Because we did not go to school together, we lived somewhat compartmentalized lives. Although neither of us would explain our bond this way as kids, our friendship was our form of therapy. We used our friendship to block out the noise of the world or to vent about the BS of life, without risking our secrets getting out. Like all young boys, our form of therapy was built around relentlessly mocking each other, knowing deep down we loved and deeply cared about each other.
Although a much longer story is needed to explain it fully, my mother and I moved away without notice. I found myself on the opposite side of the country, but we still spoke on the phone every night. Our first heartbreaks, sexual experiences, grief, hope, goals, and dreams were all shared in a nightly breakdown. There was nothing that happened in those years that was not shared. The phone calls with Adam were often the only escape from poverty, hunger, isolation, and the deceitfully happy face I showed the world. He was there for me, every time without fail, and I like to think I did the same for him.

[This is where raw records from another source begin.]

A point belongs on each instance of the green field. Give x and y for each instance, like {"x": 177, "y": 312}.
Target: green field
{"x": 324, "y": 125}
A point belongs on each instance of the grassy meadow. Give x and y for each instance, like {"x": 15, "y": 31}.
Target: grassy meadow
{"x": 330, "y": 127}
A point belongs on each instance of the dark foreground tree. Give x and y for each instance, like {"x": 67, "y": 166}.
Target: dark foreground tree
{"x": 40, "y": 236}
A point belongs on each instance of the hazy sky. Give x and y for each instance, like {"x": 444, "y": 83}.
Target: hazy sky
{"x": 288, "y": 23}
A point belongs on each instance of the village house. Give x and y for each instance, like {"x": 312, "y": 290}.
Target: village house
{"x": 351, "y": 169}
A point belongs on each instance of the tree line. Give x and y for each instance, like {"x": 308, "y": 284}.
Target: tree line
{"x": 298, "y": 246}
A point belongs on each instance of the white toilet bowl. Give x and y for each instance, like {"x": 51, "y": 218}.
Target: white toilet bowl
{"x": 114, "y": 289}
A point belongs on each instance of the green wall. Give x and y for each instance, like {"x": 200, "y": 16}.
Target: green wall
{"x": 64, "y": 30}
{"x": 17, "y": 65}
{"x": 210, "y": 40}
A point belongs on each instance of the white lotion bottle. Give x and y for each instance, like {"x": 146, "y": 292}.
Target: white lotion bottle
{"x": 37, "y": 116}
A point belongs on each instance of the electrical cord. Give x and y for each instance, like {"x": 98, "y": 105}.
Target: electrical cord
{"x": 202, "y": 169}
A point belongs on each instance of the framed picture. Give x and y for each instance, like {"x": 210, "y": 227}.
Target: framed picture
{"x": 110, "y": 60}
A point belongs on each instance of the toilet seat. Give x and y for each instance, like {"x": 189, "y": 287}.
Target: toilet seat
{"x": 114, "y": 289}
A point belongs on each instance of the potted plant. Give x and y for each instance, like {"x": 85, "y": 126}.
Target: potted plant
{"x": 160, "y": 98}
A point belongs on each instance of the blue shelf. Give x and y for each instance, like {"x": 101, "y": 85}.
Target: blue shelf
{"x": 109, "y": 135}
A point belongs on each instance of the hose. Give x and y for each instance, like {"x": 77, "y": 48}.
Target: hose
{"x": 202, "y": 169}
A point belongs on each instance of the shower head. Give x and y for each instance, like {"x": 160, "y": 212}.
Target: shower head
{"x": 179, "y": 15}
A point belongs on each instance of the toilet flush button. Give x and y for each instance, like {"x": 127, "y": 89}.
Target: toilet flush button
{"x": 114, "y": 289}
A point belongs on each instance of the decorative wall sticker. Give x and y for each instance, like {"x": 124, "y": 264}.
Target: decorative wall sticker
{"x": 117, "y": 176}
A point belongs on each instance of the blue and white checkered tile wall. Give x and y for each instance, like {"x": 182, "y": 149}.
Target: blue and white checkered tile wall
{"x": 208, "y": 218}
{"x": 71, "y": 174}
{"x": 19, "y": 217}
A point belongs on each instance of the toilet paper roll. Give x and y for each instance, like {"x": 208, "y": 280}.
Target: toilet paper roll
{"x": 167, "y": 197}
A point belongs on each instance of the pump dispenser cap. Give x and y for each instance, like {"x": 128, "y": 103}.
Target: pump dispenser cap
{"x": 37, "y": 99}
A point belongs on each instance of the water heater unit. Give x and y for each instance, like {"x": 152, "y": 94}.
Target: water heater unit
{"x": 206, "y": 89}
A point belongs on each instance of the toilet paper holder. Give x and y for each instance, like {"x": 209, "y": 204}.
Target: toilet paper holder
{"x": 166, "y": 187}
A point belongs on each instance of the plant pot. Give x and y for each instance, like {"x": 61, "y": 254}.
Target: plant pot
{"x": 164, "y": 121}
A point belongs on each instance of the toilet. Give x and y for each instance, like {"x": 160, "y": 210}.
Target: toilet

After a few years, I moved back to New Brunswick, and for the first time, we would be going to the same school. We were both excited, but reality did not live up to the hype. The faces we showed the world did not match who we really were on the inside, and those facades were not people who could be friends, not in the crowd, not with a shared life. The calls stopped coming, and we progressively stepped deeper into new friend groups. Today, more than any other day, I can’t believe I let that happen. We both let a friend closer than a brother slip away.
Adam moved to Montreal, and I went on to enter ministry and start a family. He never had kids or got married; he just found his happiness and purpose in his music and community. Now and then, one of us would reach out to the other. We would talk about the same topics we did as kids. We could escape into a time where it was just two kids finding joy in friendship. We reminded each other that we were still best friends and that we would never share a brotherhood as we did.
As of today, there will be no more catch-ups, no more music debates, no more crying with laughter as we mocked our broken childhoods, no more punk/metal mashup jam sessions, no more phone calls. I can honestly say I love him today as much as I ever have, and I promise I always will. Till we meet again, Adam, you were a rockstar, best friend, and forever my player 2.